De nombreuses organisations font appel à des collaborateurs externes pour atteindre leurs objectifs d’affaires. Qu’ils soient sous-traitants ou consultants, travailleurs autonomes ou petites entreprises, quels sont les enjeux liés à leur intégration et comment en tirer parti?

Si compter sur une équipe solide augmente les chances de succès des entreprises, il leur est parfois utile de chercher du soutien de l'extérieur pour atteindre leurs objectifs. Au Québec, un travailleur sur 10 est autonome, selon l'Institut de la statistique. Et lorsque les organisations les recrutent, eux ou de petites entreprises, c’est souvent pour les mêmes raisons, estime Diane-Gabrielle Tremblay, professeure à l’Université TÉLUQ, spécialiste en gestion des ressources humaines, en économie et en sociologie du travail.

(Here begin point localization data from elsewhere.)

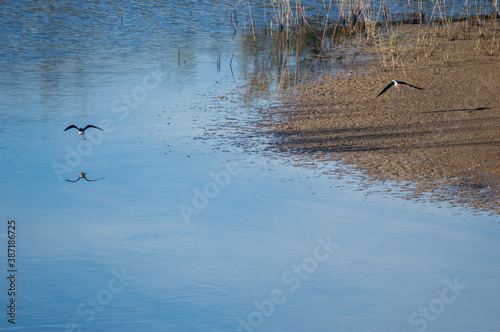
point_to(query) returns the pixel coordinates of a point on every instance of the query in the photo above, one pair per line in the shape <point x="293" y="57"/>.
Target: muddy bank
<point x="444" y="139"/>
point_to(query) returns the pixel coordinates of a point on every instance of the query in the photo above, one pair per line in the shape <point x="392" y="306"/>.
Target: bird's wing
<point x="385" y="89"/>
<point x="415" y="87"/>
<point x="72" y="126"/>
<point x="91" y="126"/>
<point x="93" y="180"/>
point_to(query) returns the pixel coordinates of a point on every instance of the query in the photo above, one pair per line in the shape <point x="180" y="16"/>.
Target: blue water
<point x="189" y="230"/>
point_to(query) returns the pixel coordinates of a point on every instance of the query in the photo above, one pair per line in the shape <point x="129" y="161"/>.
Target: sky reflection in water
<point x="118" y="254"/>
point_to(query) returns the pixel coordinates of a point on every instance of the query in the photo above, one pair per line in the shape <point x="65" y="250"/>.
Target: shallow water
<point x="187" y="232"/>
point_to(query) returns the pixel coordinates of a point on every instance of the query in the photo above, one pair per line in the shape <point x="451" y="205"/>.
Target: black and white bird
<point x="82" y="176"/>
<point x="396" y="85"/>
<point x="81" y="131"/>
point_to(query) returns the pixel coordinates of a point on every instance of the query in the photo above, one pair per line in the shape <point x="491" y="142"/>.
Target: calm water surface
<point x="187" y="232"/>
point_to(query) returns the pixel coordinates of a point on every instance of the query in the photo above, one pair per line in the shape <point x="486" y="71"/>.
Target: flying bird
<point x="396" y="85"/>
<point x="81" y="131"/>
<point x="82" y="176"/>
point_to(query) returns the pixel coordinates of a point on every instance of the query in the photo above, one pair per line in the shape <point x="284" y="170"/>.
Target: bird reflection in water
<point x="82" y="176"/>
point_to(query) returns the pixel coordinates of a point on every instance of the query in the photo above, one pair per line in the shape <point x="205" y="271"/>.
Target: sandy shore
<point x="445" y="139"/>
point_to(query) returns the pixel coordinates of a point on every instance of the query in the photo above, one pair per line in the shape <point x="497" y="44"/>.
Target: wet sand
<point x="443" y="140"/>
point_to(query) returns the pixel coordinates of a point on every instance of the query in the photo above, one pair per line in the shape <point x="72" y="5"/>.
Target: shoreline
<point x="444" y="140"/>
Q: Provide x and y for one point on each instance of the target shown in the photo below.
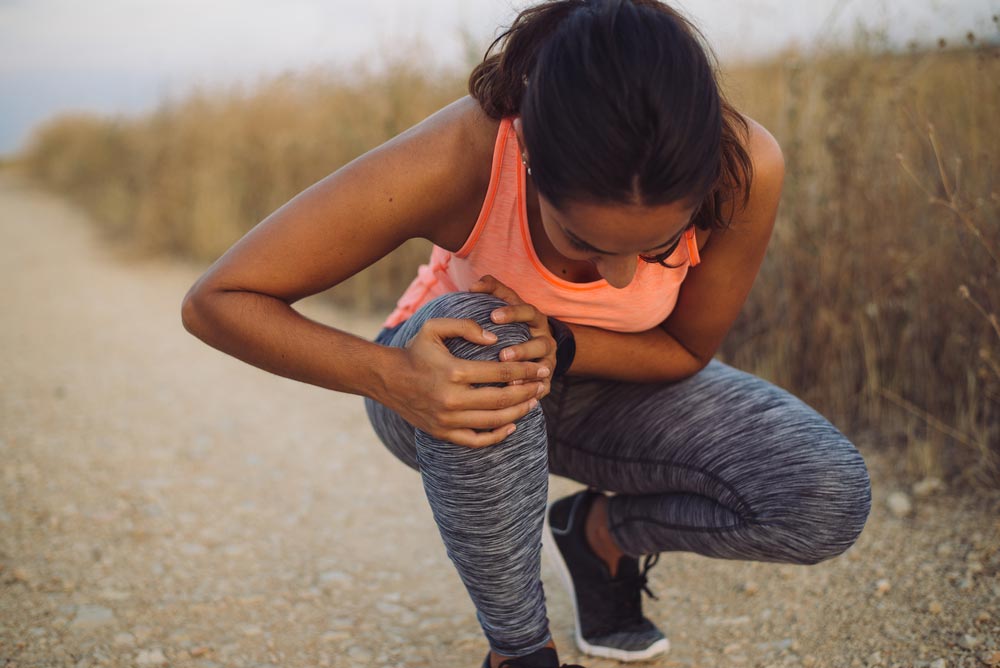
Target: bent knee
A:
(478, 307)
(833, 513)
(819, 515)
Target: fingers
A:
(498, 398)
(515, 313)
(450, 328)
(533, 349)
(473, 373)
(491, 285)
(477, 439)
(489, 420)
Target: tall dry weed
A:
(859, 308)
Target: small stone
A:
(359, 654)
(92, 615)
(249, 630)
(335, 577)
(899, 504)
(990, 659)
(927, 486)
(123, 640)
(151, 657)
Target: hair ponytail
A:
(619, 102)
(498, 82)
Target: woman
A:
(594, 171)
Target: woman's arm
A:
(413, 186)
(711, 295)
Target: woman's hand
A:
(541, 346)
(435, 391)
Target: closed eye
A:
(660, 257)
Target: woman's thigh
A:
(722, 450)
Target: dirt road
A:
(164, 504)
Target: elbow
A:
(192, 311)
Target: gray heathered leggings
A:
(723, 464)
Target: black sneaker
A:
(609, 620)
(540, 658)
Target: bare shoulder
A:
(471, 136)
(767, 159)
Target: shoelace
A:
(514, 663)
(626, 602)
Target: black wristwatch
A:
(565, 346)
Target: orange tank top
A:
(500, 245)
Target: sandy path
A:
(163, 504)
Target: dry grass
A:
(877, 302)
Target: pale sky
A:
(122, 56)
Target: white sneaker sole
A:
(657, 648)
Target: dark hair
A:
(619, 102)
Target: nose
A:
(617, 271)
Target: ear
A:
(520, 137)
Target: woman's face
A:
(612, 236)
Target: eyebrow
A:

Expertise, économie et flexibilité

Diane-Gabrielle Tremblay mentionne en tête de liste le besoin des entreprises d’élargir leurs compétences de manière ponctuelle. «Elles cherchent des profils qui ont une expertise parfois pointue, et dont elles n’ont pas forcément besoin en permanence.» Marketing, technologies de l’information, intelligence artificielle, nanotechnologie, «ce sont notamment les expertises dans les champs de recherche et d’application récents qui sont recherchées par les organisations», précise Miguel Hernandez, maître d’enseignement au Département de management à HEC Montréal.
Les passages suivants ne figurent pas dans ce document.